Mas, em contrário. — Nenhuma virtude aperfeiçoadora do intelecto tem por objeto o falso, enquanto é este um mal do intelecto, como está claro no Filósofo. Ora, é a fé uma virtude, que aperfeiçoa o intelecto, conforme a seguir se demonstrará. Logo, não é suscetível de falsidade.

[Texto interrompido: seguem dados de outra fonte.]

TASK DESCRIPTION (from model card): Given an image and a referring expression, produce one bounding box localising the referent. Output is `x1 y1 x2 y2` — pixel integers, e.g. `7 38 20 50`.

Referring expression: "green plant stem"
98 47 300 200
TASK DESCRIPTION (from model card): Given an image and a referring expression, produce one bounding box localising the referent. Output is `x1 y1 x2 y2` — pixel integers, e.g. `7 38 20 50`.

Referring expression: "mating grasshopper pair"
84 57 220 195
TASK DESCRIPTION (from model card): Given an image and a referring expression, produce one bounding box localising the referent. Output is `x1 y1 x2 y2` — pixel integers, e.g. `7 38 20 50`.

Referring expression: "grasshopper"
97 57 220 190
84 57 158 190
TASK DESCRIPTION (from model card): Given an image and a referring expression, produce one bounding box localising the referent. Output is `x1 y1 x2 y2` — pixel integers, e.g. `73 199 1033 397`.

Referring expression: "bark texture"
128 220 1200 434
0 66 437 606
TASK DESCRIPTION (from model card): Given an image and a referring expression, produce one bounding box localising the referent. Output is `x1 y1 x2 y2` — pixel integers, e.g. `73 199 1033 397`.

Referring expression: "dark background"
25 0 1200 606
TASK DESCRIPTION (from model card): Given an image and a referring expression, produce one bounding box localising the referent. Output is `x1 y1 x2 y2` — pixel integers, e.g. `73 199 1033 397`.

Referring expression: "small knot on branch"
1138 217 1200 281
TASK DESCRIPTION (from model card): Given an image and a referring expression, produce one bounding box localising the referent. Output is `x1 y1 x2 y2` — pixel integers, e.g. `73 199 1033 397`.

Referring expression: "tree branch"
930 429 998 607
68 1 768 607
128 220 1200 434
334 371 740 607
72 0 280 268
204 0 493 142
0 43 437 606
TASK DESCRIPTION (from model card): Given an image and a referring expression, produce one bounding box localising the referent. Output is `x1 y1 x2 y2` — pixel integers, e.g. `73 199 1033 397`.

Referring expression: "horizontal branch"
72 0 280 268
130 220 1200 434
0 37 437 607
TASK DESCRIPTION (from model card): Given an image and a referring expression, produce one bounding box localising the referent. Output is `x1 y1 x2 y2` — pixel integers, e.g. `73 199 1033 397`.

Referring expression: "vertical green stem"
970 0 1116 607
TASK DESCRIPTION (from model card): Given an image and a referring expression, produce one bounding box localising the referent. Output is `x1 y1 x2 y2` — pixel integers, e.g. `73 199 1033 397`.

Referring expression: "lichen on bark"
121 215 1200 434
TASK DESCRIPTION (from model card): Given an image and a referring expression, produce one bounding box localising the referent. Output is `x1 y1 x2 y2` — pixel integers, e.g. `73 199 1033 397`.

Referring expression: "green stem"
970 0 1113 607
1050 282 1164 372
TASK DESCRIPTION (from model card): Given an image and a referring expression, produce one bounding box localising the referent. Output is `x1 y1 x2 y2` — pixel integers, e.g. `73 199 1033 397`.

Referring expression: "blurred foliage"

SOLUÇÃO. — Todo objeto de uma potência, de um hábito ou mesmo de um ato, só o é mediante a sua razão formal. Assim, a cor não pode ser vista senão pela luz; e uma conclusão não pode ser conhecida senão mediante a demonstração. Ora, como já se disse, é a razão formal do objeto da fé a verdade primeira. Logo, ela nada pode alcançar senão enquanto dependente da verdade primeira, que não é suscetível de nenhuma falsidade, assim como o ser não inclui o não ser nem o bem, o mal. Donde se conclui que a fé não é suscetível de nenhuma falsidade.
DONDE A RESPOSTA À PRIMEIRA OBJEÇÃO. — Sendo a verdade o bem do intelecto e não, da potência apetitiva, todas as virtudes, que aperfeiçoam o intelecto, excluem totalmente a falsidade; pois, é da essência da virtude só referir-se ao bem. Ao contrário, as virtudes que aperfeiçoam a parte apetitiva não excluem totalmente o falso; assim, podemos agir segundo a justiça ou a temperança, tendo falsa opinião do objeto do nosso ato. Por onde, como a fé aperfeiçoa o intelecto, e a esperança e a caridade, a parte apetitiva, não é o mesmo o caso entre elas. — E, contudo, nem a esperança é suscetível de falsidade. Pois, ninguém espera conseguir a vida eterna por suas próprias forças, o que seria presunção, mas, com o auxílio da graça, perseverando na qual, alcançará infalivelmente essa vida. — Semelhantemente, à caridade pertence amar a Deus, onde quer que esteja Ele. Por isso não importa, para a caridade, que Deus esteja ou não em quem é amado por causa dele.
RESPOSTA À SEGUNDA. — A não encarnação de Deus, em si mesma considerada, era possível, mesmo depois do tempo de Abraão. Mas, enquanto objeto da presciência divina, ela tem uma certa e infalível necessidade, como se demonstrou na Primeira Parte. E, deste modo, é objeto da fé. Portanto, como tal, não é suscetível de falsidade.
RESPOSTA À TERCEIRA. — À fé do crente pertenceria crer, depois da natividade de Cristo, que ele havia de nascer um dia. Mas a delimitação do tempo, em que se enganava, não procederia da fé, mas da conjectura humana. Pois é possível, por conjectura humana, o fiel cair em alguma falsidade. Mas é impossível, em virtude da fé, afirmar qualquer falsidade.
RESPOSTA À QUARTA. — A fé do crente não se refere a estas ou aquelas espécies de pão; mas a que o verdadeiro corpo de Cristo está sob as espécies do pão sensível, quando convenientemente consagrado; nem por isso conterá a fé qualquer falsidade.